Full product information for this item, together with my review, my ranking of the product, and any reader comments, can be found at www.amazon.com.
The great Churchill scholar Martin Gilbert’s ‘complete’ history of the Second World War can perhaps be faulted on only one count: plodding.
This weakness in rhetorical strategy is also the virtue that sets this history of the Second War apart from others. A glimpse at the dated chapters in the table of contents is barely enough to prepare the reader for the cumulative impact of marching month by month through this great conflagration. One skips from one military theater to the next, always aligned with the same dates.
Thus, Gilbert allows the crushing burden of world war to settle upon the careful reader with devastating effect. One wonders how the world survived.

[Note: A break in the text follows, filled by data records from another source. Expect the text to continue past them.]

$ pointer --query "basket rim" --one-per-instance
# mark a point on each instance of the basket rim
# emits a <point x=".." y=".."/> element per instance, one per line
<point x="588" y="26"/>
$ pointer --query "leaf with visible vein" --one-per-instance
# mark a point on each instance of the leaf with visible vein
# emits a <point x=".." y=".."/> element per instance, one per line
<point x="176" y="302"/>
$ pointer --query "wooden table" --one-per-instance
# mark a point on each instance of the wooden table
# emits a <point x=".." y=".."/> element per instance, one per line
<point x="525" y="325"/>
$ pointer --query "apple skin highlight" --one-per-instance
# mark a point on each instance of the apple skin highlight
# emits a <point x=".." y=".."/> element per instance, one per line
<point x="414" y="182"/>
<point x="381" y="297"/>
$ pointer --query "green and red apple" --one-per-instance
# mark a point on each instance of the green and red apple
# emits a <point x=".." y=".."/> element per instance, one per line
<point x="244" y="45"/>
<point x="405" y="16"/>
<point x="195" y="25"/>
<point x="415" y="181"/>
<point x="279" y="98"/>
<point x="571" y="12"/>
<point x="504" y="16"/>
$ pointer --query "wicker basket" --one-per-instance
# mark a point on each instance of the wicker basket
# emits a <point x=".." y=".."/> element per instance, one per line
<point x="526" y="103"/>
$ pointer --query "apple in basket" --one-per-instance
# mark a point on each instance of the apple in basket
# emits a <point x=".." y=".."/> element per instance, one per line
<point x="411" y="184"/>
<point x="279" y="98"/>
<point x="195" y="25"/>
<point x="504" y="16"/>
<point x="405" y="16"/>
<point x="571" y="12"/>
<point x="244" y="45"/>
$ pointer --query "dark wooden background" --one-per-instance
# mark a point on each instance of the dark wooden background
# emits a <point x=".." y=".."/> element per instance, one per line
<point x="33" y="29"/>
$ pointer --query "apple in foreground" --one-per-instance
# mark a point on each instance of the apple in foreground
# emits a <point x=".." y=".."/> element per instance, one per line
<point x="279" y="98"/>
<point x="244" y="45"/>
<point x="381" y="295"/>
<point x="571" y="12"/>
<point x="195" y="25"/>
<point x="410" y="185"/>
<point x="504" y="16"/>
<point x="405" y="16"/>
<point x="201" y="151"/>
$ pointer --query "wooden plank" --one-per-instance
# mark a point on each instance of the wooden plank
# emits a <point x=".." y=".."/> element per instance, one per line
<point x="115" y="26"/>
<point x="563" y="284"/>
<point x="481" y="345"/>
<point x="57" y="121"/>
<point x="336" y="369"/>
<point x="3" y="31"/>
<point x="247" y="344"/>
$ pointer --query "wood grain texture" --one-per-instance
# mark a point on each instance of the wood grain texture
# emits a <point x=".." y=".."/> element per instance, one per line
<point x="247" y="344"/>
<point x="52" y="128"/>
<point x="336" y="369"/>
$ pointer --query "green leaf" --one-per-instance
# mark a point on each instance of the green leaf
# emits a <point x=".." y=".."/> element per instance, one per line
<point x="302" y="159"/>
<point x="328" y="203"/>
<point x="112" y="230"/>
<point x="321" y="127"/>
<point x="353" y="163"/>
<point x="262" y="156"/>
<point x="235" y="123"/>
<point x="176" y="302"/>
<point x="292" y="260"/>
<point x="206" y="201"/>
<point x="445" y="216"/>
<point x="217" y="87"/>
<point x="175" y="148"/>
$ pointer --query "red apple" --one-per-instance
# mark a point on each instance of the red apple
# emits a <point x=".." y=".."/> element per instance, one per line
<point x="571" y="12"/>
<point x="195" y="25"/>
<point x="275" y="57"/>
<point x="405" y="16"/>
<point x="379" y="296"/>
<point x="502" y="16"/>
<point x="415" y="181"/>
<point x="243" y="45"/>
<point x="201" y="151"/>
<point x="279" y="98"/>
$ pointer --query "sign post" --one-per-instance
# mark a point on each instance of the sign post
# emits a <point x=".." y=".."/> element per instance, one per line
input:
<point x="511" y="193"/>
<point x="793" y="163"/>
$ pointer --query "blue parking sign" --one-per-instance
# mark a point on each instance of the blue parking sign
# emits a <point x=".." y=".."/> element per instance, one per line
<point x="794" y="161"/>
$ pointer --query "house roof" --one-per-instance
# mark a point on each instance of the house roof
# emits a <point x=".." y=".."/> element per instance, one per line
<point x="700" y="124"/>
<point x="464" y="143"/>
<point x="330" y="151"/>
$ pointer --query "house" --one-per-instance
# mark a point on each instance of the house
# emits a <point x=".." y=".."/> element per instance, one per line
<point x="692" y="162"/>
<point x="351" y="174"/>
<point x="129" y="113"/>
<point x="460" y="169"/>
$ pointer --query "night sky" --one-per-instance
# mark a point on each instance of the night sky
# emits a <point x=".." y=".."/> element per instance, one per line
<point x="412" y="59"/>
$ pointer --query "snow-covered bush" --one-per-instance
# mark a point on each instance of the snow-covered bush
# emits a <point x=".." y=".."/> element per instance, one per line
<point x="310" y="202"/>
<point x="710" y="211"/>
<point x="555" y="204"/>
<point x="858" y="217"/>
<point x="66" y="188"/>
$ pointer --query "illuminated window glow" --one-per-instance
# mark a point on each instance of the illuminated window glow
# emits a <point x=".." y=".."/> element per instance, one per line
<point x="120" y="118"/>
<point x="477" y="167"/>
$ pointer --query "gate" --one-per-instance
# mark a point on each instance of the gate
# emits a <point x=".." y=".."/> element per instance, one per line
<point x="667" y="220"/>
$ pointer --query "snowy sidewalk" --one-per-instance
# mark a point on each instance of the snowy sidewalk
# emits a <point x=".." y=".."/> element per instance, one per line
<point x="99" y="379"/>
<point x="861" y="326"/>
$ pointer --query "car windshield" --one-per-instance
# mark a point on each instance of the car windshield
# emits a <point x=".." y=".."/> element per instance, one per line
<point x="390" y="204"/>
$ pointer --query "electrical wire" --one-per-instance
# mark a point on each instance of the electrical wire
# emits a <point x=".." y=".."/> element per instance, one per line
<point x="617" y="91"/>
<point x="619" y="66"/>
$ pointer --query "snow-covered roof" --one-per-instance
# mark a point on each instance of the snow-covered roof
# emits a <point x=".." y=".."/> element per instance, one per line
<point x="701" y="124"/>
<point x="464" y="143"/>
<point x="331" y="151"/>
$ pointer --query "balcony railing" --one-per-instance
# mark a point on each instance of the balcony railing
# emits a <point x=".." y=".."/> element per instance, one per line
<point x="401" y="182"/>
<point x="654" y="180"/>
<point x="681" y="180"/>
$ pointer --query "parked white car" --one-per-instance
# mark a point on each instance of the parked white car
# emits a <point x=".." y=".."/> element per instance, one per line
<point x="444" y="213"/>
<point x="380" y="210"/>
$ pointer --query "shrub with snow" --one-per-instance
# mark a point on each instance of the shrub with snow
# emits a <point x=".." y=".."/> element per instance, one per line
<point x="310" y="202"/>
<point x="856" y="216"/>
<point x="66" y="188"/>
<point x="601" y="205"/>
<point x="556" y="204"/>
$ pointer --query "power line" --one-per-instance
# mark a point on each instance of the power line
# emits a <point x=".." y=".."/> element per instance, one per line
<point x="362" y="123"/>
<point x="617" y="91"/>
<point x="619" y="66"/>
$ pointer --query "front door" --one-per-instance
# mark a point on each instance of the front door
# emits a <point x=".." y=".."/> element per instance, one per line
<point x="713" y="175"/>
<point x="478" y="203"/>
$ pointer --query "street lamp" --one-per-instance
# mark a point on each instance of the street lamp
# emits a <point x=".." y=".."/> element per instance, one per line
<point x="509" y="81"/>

Survive it did, thanks in part—with apologies to doctrinaire oponents of ‘great men’ history-making—to decision-makers and opinion-shapers like Gilbert’s beloved Churchill. Still, the bulk of this work’s attention falls upon the generals. How could it be otherwise in a theater-movement-and-strategy approach? One follows the bloodied paths of armies who follow, to some degree at least, the edicts of generals who see dimly through their glasses and on their HQ maps. This, too, is a reality of war.
I highly recommend this book. It is not the view of the man in the foxhole or the nurse in the dressing station. It is, however, a bird’s-eye view of how the world tore itself to pieces and then stopped just before there was nothing left.